Der perfekte Brautschuh: 10 Tipps für bequeme Brautschuhe

Inhaltsverzeichnis

Was macht eigentlich den perfekten Brautschuh aus?

Ist es der Absatz? Die Farbe? Das Material? Oder dieses kleine Kribbeln, wenn man ihn anzieht und sofort denkt: Ja, genau der ist es.

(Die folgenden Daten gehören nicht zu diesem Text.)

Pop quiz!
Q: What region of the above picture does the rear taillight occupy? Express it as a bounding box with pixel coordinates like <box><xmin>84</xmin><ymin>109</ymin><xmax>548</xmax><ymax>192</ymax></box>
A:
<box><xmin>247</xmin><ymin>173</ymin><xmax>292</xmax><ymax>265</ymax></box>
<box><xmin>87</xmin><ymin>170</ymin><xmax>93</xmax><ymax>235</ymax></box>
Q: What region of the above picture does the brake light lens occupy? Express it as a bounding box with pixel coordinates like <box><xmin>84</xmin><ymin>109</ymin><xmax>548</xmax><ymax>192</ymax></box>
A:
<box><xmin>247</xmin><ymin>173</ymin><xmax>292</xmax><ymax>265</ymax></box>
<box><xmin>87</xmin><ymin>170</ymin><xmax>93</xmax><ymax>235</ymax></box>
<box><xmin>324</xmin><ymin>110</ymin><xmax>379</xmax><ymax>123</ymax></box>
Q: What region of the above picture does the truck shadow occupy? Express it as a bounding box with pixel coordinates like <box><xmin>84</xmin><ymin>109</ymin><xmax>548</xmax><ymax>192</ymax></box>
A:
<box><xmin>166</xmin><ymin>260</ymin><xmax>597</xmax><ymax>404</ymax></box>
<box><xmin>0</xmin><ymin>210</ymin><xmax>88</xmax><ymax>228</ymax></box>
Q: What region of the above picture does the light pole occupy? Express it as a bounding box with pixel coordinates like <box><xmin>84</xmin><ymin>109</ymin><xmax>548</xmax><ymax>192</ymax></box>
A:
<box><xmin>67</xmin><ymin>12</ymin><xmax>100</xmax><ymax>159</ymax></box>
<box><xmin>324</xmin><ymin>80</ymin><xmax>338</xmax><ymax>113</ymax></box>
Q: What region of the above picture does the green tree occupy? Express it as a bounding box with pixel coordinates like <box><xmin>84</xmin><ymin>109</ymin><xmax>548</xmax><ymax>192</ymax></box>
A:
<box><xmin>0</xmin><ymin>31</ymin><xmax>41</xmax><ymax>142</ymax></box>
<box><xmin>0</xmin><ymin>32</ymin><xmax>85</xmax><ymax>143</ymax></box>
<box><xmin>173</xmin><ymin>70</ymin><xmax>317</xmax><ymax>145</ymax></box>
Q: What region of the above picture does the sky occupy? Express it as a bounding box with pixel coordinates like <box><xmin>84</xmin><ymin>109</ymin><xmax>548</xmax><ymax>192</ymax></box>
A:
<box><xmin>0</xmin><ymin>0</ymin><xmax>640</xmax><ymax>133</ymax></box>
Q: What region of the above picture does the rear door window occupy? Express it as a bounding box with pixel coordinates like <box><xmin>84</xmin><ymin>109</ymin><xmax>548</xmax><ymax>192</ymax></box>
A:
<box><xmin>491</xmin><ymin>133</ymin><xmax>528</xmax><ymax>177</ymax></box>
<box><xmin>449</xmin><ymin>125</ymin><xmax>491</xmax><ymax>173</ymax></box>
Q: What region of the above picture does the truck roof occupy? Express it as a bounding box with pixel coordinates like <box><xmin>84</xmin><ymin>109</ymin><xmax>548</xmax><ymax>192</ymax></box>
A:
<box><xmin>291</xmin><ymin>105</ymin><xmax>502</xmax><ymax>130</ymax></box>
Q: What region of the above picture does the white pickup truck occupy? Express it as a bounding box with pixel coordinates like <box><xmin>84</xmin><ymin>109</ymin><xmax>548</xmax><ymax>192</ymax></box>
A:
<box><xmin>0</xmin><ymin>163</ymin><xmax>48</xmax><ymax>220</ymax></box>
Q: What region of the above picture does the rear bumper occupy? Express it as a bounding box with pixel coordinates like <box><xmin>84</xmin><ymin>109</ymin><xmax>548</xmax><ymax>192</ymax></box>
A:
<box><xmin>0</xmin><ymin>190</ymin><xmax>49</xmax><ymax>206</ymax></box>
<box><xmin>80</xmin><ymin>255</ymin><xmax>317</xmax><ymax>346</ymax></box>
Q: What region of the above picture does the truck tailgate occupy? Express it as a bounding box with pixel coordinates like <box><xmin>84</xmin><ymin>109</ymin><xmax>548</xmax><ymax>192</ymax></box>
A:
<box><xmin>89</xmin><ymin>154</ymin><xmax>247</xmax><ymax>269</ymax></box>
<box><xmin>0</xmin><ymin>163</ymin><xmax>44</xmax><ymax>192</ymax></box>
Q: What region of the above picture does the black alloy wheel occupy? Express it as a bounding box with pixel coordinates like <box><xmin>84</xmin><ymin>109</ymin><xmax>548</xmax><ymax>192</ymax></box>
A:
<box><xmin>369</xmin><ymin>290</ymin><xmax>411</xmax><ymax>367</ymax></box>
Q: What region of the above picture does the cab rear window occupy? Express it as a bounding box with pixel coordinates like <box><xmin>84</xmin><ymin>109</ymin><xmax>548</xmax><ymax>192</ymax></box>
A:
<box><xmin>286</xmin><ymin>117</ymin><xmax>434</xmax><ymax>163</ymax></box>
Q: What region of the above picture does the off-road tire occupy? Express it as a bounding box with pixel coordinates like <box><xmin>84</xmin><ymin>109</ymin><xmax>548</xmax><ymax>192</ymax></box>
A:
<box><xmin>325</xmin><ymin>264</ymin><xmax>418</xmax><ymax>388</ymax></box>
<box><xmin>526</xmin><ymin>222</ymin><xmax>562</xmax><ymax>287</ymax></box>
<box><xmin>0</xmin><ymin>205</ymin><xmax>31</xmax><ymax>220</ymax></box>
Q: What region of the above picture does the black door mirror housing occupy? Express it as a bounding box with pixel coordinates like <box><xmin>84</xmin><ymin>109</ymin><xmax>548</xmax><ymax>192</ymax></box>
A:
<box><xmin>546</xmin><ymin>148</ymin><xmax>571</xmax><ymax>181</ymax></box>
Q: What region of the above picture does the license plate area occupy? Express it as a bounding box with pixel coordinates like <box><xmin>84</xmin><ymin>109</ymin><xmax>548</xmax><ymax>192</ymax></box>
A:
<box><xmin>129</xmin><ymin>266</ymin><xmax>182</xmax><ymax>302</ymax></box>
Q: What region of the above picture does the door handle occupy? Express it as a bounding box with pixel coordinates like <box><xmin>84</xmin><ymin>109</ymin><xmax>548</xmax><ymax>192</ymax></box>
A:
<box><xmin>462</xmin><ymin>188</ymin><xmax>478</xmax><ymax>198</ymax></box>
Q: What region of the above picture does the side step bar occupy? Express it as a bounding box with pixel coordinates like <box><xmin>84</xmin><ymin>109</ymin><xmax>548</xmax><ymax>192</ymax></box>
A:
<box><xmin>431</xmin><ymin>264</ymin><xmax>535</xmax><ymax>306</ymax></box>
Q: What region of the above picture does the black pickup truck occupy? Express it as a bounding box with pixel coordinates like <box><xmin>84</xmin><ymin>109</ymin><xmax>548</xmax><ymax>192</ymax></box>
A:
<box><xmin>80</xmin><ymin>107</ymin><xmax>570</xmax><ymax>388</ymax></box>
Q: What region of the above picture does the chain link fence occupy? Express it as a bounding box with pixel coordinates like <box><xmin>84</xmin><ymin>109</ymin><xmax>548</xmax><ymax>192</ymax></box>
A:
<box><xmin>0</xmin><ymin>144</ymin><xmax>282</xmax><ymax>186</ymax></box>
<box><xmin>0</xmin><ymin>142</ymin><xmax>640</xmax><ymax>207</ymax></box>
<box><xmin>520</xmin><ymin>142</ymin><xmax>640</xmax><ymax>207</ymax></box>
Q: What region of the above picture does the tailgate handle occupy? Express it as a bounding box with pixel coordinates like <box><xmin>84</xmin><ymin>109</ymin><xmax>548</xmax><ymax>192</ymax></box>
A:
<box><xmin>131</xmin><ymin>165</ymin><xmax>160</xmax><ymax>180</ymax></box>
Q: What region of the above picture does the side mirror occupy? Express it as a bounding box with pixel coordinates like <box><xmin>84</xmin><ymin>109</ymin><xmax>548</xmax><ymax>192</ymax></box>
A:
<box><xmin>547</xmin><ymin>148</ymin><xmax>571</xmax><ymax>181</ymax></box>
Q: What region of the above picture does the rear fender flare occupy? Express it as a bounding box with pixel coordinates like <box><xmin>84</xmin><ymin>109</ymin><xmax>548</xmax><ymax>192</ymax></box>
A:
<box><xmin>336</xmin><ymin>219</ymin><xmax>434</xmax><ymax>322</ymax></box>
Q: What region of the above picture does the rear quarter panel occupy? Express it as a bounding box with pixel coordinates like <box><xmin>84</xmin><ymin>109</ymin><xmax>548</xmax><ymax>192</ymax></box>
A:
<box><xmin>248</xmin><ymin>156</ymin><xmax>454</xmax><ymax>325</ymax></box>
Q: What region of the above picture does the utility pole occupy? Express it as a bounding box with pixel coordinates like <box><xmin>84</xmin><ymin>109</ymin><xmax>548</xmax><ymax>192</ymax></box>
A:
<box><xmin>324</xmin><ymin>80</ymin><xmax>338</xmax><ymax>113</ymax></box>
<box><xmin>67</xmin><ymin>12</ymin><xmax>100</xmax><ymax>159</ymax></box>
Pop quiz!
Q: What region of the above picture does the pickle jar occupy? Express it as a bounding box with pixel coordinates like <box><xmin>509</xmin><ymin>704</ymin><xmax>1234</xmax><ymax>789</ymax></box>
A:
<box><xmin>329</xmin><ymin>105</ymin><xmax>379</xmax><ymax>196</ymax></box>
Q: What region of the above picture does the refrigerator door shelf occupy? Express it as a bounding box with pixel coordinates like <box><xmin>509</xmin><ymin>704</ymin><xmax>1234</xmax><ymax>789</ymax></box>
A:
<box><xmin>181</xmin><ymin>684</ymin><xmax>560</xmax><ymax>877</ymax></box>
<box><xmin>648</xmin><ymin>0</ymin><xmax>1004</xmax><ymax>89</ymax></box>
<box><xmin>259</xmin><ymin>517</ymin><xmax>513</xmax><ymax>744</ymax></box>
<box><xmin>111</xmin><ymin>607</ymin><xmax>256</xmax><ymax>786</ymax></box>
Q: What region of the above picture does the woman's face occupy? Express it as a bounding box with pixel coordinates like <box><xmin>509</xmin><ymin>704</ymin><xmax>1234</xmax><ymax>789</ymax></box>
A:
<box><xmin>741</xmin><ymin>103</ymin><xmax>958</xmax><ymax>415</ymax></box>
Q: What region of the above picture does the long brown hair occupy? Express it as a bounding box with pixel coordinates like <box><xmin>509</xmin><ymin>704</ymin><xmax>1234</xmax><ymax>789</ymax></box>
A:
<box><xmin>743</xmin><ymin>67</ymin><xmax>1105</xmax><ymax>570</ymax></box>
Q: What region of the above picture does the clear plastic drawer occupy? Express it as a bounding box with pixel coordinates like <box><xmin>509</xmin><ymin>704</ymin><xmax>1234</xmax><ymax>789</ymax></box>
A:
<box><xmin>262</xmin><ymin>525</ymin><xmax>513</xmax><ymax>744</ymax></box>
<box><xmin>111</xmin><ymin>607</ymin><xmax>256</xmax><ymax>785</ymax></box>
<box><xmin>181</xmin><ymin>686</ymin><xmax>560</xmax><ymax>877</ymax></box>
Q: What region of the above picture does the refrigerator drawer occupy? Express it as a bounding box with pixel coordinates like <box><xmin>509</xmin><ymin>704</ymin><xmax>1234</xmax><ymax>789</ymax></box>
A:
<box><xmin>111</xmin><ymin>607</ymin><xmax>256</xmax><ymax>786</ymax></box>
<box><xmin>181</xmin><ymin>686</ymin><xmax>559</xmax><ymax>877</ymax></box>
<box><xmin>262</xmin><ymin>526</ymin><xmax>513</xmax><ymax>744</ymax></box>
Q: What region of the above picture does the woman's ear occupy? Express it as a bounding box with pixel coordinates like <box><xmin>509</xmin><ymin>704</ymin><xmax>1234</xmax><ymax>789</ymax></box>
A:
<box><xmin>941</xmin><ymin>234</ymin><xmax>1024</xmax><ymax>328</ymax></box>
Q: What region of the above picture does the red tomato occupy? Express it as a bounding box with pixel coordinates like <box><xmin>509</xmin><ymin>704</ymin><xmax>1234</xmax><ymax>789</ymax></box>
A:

Mal ehrlich: Schöne Schuhe haben schon eine ganz eigene Magie. Man sieht sie, probiert sie an und plötzlich gibt es sehr gute Gründe, warum genau dieses Paar noch mit nach Hause muss.

Bei Brautschuhen ist es allerdings ein bisschen anders. Sie müssen nicht nur schön aussehen. Sie müssen euch durch einen langen, aufregenden und emotionalen Tag tragen.

Ihr lauft zur Trauung, steht beim Empfang, geht zum Fotoshooting, begrüßt Gäste, tanzt, lacht und seid den ganzen Tag in Bewegung. Und genau deshalb lohnt es sich, bei der Wahl eurer Brautschuhe nicht nur auf den ersten Blick zu hören.

Denn der perfekte Brautschuh ist nicht automatisch der mit dem höchsten Absatz oder dem meisten Glitzer. Er ist der Schuh, in dem ihr euch schön fühlt, sicher lauft und euren Hochzeitstag wirklich genießen könnt.

Was macht bequeme Brautschuhe wirklich aus?

Bequeme Brautschuhe erkennt man nicht nur daran, dass sie beim ersten Anprobieren angenehm sitzen. Entscheidend ist, wie sie sich nach mehreren Stunden anfühlen.

Ein guter Brautschuh gibt euch Halt, ohne zu drücken. Er passt zur Form eures Fußes, zur Länge eures Kleides und zum Untergrund eurer Location. Auch Absatzhöhe, Material, Polsterung und Sohle spielen eine große Rolle.

Aus meiner Erfahrung unterschätzen viele Bräute nicht den Schuh selbst, sondern die Dauer des Tages. Beim Anprobieren im Geschäft läuft man ein paar Schritte. Am Hochzeitstag steht, läuft und tanzt ihr aber viele Stunden.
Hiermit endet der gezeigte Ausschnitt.